The Taste section's column is always authored by food editor Michelle Stark, except ... when she's on her honeymoon! So I'm happily filling in for my colleague and friend until she returns.
When planning this section, we wanted to focus on flexibility. It's something we deal with daily in our kitchens, but being flexible can be even more challenging for special occasions when people have beloved expectations. I have certainly felt that pressure. One Thanksgiving taught me the folly of that.
About six years ago, when my son was in law school and couldn't come here for the holiday, I decided to visit him. He said "great," but only if I didn't cook; we would dine out.

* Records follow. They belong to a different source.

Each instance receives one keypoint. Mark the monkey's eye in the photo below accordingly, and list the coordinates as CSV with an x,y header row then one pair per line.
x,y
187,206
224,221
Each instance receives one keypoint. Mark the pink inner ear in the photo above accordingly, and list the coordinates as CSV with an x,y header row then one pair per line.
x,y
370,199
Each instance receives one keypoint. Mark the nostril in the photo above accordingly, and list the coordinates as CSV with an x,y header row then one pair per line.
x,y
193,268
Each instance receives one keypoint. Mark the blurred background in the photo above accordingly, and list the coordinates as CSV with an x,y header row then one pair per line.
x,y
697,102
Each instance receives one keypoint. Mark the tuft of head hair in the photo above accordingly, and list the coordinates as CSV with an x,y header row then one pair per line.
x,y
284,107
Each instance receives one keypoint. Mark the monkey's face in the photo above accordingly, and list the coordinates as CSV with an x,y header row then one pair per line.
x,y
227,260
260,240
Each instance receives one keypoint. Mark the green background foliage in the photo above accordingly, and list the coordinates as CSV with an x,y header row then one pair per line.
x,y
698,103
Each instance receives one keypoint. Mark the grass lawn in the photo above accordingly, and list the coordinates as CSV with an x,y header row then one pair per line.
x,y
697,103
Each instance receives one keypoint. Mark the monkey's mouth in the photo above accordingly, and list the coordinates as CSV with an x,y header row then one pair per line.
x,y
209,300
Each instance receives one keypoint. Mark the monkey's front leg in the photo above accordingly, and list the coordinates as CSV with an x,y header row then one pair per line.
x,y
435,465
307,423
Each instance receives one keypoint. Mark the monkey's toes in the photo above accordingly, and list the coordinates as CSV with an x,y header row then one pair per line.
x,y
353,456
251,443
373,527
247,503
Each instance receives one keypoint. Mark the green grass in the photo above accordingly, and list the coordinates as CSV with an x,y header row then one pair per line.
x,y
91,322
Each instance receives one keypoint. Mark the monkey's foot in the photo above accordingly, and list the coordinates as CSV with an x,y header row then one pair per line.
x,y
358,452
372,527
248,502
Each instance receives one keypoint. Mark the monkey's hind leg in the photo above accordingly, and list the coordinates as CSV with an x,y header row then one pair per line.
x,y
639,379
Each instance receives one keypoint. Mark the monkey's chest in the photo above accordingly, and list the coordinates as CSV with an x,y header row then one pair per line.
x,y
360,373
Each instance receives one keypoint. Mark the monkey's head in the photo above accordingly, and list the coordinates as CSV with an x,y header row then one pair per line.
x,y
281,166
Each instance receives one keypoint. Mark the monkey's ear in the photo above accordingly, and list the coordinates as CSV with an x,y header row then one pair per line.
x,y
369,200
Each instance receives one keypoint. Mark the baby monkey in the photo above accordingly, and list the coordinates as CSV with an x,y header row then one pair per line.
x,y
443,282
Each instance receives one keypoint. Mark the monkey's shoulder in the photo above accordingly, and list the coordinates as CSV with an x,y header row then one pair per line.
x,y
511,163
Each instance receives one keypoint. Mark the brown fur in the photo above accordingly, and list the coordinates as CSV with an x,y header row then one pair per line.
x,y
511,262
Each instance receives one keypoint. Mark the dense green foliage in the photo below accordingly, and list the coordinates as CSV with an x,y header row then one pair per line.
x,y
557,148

Ann Arbor's charming downtown was an easy walk from his apartment even with freezing winds, and we strolled around looking for a restaurant. Not a single one was open. Even the bodegas were closed. We hit the back streets and found one lone restaurant open for business. It was the $7.95 Indian Buffet. The spread wasn't huge, perhaps six steam-tray items including curried chicken, vegetables, the spinach and cheese dish called saag paneer, rice and naan.

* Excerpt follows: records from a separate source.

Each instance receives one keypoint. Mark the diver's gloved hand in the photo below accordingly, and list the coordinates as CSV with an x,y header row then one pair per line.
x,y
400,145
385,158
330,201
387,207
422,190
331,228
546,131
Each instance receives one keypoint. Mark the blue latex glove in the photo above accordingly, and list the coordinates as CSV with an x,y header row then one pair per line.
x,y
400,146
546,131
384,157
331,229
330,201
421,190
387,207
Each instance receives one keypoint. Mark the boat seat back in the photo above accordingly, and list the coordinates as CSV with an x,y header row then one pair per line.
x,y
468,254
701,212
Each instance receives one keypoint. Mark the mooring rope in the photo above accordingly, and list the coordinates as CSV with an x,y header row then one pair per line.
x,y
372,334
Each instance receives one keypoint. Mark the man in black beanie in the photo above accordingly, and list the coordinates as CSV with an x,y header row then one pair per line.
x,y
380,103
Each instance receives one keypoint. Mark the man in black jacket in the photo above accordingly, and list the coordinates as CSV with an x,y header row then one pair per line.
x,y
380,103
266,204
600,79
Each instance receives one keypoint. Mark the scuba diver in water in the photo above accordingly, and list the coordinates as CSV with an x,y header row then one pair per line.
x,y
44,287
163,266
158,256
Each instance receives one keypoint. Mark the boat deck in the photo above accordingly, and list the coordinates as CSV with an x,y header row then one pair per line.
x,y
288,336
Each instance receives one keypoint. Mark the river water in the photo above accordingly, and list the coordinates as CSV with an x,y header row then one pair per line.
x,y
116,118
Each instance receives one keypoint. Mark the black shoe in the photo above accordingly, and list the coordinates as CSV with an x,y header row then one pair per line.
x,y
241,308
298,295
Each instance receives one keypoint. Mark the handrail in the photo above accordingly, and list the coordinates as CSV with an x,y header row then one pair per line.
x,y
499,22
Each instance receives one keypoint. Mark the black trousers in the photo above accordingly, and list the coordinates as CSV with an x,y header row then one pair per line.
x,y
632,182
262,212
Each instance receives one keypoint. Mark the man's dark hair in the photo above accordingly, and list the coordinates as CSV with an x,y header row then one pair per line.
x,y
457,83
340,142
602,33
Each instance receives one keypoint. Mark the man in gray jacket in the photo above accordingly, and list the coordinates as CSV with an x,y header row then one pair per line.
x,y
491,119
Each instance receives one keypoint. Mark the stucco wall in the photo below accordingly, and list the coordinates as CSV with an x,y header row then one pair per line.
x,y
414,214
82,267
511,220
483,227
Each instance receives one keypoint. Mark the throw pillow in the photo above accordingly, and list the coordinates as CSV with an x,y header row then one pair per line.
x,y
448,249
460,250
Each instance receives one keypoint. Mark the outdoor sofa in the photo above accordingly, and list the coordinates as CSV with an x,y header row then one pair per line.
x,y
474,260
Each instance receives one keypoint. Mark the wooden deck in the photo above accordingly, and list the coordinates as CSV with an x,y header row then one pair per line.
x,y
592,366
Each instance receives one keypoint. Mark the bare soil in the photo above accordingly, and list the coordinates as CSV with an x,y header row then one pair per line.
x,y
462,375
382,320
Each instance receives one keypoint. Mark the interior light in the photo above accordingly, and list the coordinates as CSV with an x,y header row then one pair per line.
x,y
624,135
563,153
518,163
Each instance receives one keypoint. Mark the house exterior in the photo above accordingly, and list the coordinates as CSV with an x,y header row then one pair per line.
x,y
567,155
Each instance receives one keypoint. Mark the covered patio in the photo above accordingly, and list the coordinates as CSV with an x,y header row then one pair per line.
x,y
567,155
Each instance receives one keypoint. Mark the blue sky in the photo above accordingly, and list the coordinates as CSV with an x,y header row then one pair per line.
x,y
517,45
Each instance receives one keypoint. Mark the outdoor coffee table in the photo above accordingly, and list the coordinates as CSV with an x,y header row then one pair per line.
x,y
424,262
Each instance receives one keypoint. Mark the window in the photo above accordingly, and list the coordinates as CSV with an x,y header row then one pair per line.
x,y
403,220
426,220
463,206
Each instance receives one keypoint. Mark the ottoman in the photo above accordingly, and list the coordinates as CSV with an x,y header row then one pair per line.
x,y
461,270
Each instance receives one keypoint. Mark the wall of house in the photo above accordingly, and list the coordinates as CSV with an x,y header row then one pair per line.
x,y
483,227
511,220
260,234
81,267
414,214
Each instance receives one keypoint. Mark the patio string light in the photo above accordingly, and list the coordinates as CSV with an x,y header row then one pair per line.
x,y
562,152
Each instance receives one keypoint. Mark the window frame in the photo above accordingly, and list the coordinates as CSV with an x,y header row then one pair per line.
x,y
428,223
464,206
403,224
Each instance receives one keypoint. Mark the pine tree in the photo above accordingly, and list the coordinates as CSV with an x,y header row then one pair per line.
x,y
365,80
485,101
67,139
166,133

Colin was almost paralyzed with embarrassment, and wouldn't stop apologizing. Finally I said, "We have had many Thanksgivings together, all wonderful, but they have all been so similar. This is the one I will always cherish as unique."
I looked around at the other diners in the small room, 20 or so. They were a mix of ages and ethnicities. I began softly singing We Gather Together, the hymn our family always sings on Thanksgiving. Colin started laughing and then others started joining in on the song. It became a merry meal after that, trading stories about ourselves, much lifting of water glasses in toasts.
Was it my best Thanksgiving meal? No. Was it a great Thanksgiving? Yes. I shared it with dear people and, most important, one of those I love most in the world.
This week's recipe
In tribute to that Thanksgiving memory, here's a curry recipe, though it's Thai not Indian. The most important components are the green curry paste and unsweetened coconut milk. I have made the sauce using just those ingredients with a splash of soy or fish sauce. The Asian ingredients are available in most supermarkets but the curry paste flavor varies by brand; some are blander than others so you may need to adjust amounts accordingly. If you can't find fish sauce or can't abide its funkiness, substitute soy sauce (though it won't give you as much depth of flavor). If I have the time, I like to jazz up the basic soup with more ingredients, and here's that version. Lemon and lime peel are substituted for harder-to-find kaffir lime leaves and fresh lemongrass.
Optional: Use leftover Thanksgiving turkey or poach chicken, seafood, vegetables or tofu in the soup, and serve with rice or noodles.